Kapı gıcırdamaları… Uğultular… Ne zaman çıkmaya kalksam şu merdivenlerden yıllanmış aşkların kadınları zılgıtlarla uyandırıyor şad olmuş zihnimi. Uyan diyor Farsian! Bir sen kaldın bu alemde beline umudunu dolayan. Dilden dile dolaşırken değişmiş sevdaların o tütsü kokulu anıları yok artık buralarda.

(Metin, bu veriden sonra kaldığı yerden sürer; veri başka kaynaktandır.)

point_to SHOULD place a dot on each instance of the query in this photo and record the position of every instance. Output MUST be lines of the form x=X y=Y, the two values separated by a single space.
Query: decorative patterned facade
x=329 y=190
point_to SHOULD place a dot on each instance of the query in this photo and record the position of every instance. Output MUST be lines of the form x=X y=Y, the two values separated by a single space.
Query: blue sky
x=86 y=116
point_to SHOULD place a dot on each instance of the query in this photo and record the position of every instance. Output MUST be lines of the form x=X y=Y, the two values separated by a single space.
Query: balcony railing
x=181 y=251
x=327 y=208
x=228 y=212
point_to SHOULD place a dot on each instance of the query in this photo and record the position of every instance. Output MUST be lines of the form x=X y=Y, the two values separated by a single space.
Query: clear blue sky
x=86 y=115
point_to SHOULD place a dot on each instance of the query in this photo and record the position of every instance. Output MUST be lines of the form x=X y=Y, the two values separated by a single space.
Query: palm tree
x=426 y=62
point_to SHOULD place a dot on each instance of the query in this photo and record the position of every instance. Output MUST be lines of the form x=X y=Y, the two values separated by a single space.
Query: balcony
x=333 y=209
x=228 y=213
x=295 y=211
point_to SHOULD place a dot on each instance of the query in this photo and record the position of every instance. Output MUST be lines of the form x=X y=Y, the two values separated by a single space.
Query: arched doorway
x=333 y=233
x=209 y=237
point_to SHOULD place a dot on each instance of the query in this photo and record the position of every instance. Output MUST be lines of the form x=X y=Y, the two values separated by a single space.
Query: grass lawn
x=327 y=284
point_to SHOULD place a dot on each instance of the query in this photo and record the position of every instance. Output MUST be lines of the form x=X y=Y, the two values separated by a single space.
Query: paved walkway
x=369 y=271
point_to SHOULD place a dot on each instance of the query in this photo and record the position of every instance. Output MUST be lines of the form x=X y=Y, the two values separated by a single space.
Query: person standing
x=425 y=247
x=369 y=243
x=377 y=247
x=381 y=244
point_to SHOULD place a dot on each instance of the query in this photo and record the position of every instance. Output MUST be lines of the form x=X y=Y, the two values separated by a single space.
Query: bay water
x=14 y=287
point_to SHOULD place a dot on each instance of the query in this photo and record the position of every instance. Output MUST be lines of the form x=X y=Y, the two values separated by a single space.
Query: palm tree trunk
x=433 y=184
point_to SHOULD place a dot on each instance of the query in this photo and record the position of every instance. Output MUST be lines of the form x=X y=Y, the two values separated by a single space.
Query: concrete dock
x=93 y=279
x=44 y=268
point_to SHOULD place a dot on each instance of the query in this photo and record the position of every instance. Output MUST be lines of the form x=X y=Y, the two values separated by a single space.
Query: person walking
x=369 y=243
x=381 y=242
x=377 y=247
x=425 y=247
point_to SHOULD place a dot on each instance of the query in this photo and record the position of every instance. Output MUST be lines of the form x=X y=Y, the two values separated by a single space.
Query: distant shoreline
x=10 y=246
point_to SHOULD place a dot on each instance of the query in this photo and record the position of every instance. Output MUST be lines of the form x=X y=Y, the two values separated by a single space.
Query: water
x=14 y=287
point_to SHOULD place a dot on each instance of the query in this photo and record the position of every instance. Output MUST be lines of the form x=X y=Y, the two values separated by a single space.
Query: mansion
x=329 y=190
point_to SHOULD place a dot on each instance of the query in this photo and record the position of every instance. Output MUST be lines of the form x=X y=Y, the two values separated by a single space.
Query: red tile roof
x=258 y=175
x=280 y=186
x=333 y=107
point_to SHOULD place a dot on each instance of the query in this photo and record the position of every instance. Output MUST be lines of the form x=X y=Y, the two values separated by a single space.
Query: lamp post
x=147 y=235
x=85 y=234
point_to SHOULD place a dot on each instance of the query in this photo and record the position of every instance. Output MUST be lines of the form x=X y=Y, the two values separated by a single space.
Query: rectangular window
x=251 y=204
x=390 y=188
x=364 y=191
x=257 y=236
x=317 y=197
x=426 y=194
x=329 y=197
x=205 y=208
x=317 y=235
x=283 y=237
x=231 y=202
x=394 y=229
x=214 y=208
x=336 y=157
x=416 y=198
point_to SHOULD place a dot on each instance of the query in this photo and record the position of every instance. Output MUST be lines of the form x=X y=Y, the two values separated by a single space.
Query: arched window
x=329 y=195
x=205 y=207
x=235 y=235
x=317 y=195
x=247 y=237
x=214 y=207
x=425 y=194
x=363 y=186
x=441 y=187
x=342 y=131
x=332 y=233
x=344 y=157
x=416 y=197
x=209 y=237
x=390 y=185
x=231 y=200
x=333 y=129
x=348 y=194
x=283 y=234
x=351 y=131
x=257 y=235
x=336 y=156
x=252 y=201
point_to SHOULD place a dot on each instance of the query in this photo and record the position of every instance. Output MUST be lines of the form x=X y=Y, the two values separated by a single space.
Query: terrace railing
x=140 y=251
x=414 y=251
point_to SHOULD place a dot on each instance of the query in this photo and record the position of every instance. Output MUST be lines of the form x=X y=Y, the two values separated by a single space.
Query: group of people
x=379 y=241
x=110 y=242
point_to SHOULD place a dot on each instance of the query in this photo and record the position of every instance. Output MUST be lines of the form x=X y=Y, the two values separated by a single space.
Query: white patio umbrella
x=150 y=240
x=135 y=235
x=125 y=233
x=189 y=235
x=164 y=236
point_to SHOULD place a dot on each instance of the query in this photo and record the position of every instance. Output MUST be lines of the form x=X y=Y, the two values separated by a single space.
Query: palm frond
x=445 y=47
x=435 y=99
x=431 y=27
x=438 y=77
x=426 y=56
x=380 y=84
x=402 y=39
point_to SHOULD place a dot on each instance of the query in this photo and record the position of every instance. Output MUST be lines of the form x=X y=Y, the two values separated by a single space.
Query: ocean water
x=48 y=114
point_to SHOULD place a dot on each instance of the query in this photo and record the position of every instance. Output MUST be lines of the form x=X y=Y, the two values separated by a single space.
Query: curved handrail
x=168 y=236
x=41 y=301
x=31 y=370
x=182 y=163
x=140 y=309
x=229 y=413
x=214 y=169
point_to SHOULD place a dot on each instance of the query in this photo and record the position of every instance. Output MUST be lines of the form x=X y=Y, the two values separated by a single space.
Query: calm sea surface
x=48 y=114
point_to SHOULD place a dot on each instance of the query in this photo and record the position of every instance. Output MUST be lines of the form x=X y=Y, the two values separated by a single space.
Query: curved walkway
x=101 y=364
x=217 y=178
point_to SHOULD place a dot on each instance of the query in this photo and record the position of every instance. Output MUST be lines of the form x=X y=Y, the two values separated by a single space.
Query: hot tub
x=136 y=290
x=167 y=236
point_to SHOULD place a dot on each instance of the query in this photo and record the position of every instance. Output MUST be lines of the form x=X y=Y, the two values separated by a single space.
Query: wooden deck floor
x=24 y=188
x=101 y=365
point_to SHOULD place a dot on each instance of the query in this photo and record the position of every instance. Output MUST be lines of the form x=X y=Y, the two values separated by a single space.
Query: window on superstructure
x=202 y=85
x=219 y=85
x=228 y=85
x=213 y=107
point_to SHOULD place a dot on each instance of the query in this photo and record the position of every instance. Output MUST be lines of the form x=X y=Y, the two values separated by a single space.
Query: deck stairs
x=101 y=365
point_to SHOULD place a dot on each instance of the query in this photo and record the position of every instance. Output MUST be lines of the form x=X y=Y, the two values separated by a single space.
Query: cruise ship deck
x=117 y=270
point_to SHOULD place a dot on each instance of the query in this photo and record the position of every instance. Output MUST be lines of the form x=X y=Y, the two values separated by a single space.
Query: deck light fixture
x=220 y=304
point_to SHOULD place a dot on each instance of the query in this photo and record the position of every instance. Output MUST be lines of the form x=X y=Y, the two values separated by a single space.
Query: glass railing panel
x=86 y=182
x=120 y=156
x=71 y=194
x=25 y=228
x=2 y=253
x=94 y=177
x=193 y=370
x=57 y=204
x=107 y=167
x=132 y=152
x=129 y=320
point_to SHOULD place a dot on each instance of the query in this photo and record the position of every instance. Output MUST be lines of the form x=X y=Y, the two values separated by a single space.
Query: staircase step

Vefamın en masum hali. Vazgeçmeyiş.
Tanrı’nın insanoğluna bahşettiği iki nimetten ilki: Unutmak. En ince ayrıntıları ile kendi kainatımıza işlediğimiz o şeyin, yavaş yavaş eridiğini hissederiz, hissedilmeye itiliriz veyahut hissettiğimizi sanarız. Adına ne derseniz deyin. Bize verilen bu armağanın en büyük düşmanı olan hislerimiz, ardına anıları alıp dayanıyor kapımıza. Kızıl gökyüzü bile göğüs kafesimize vurmuyor mu akşamüstleri bir ince hüzün ile. Bir daha şiir okumamaya yemin etmiş kaç dudak var aramızda? Kaç kalemin mürekkebi küstü saman kağıtlarına? Gülerken kırışan dudak kenarlarında kaç ahd’ın ahı var gizlenen?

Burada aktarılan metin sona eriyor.